— А как? — не вытерпел Данила. По тому, как он облизнул губы, чувствовалось, что скоро появится еще один эксперт — знаток натурального продукта.
Мы сидели как завороженные и смотрели в рот деду. А он нам раскрывал народные секреты.
— Берешь мед, размазываешь его на ладони и водишь по нему химическим карандашом. Если фиолетовый цвет стал расползаться, значит, или мед недозрелый, или сфальсифицированный.
— А что значит недозрелый? — снова спросил Данила.
— Его из незапечатанных сот взяли, поторопились. А фальсифицированный…
Так и не пришлось мне сегодня услышать, какие примеси добавляют в мед, чтобы он стал фальсифицированным. Баба Нюра шлепнула первый испеченный блин на большую плоскую тарелку, стоящую посреди стола.
— Разбирайте блины, — и тут же осадила не в меру словоохотливого деда: — Зубы детям не заговаривай, дай спокойно поесть.
Я еще не совсем освоился в чужом доме и поэтому старался молчать, а Данила, увидев, что начинается работа за столом, предпочел открывать рот для еды, а не для беседы. Поговорить о достоинствах пищи можно и после ее пробы.
— Мажьте блины маслом, — подсказала баба Нюра.
Но и без подсказки мы водили по блину гусиным пером, макнутым в топленое сливочное масло. Блины жарились на двух больших черных сковородах, близких родственников по годам привезенному чайнику. Перед бабой Нюрой стояла большая кастрюля с квашней. Налив полный половник жидкого теста на сковородку, она крутила ее в руке до тех пор, пока тесто тонким слоем не разливалось по всему дну. Когда блин с одной стороны поспевал, она выверенным движением подбрасывала его в воздух, и он, перевернувшись, ложился обратной стороной точно в кружок дна. Цирковой номер. Я съел уже с десяток блинов и все ожидал, когда же блин неудачно ляжет или сомнется. Нельзя с такой точностью постоянно попадать в сковородку. Моя бабушка переворачивает их обычно лопаточкой или подцепив рукой за один край. А тут такая филигранная техника на уровне фантастики. Дед Макар незаметно подмигнул нам.
— Вот, после войны в цирковое училище поступала и не прошла по конкурсу. Я ее в городе демобилизованный и встретил. А если бы она на вступительных экзаменах показала приемной комиссии номер с блинами, ее бы сразу зачислили и еще дипломантом конкурса поваров сделали.
Первой насытилась Настя и попросила чаю.
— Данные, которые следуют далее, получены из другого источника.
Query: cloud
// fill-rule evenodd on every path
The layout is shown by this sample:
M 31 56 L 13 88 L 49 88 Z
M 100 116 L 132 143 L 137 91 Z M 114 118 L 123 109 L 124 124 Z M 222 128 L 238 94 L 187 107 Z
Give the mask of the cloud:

Затем отвалился от стола и я. А кастрюля с квашней убавилась только на одну четверть. Дед Макар рассказывал дальше.
— Хожу по Москве, голодно тогда было, смотрю, печет молодая на рынке блины, выпекает их, да так ловко, прям как сейчас. Я и загляделся.
— Как блины печет, загляделись? — решил поддержать разговор Данила, утолив первый голод.
— Нет, на нее засмотрелся. А как подойти, не знаю. Вот и поспорил с одним мужиком, что всю ее квашню один съем. А мне никто не верит, там же почти целое ведро еще оставалось. В общем, толпа собралась, ударили мы с тем мужиком по рукам. А условие такое: если я все ведро съедаю, платит он, а если нет, то плачу ему я и еще хозяйке. Только я одно условие поставил: чтобы блины были с медом. Молодой тогда я был, голодный как волк. Да еще хозяйка квашни мне понравилась, вот и стал я их мести. Съел я половину ведра и чувствую — все, больше не могу. Улыбаюсь сам и виду не подаю, что в меня больше не лезет, только покрикиваю на хозяйку: «Чего они у тебя не хрустят, выпекай лучше!» А она мне отвечает, что для хруста надо побольше лимона в тесто выжать. Я к мужику, мол, лимона не мешало бы еще добавить для скуса, а сам делаю вид, что еще столько же запросто съем. Только где после войны лимон найдешь? Смотрю, мой мужик шумит: «Сам ты допек уже меня, троглодит».
Съел я еще несколько блинов, и тут мужик, с которым я спорил, сдался и решил заплатить только за съеденное, за половину, поверил он, что я осилю все. Только толпа возмутилась и заставила его отдать деньги за все ведро. Мужик рассчитался, плюнул на такое дело и скрылся. Не вынесла его скупая душа вида, как я его блинами макаю в им же купленный мед.
Дед Макар вытер жирные седые усы и сменил тарелку из-под блинов на чашку с чаем. Квашни как раз осталась ровно половина. Значит, мы вчетвером съели чуть не полведра. Круто. Зато теперь Даниле доставался не каждый четвертый блин, а все подряд. Он сразу повеселел и решил дослушать до конца историю голодного послевоенного года.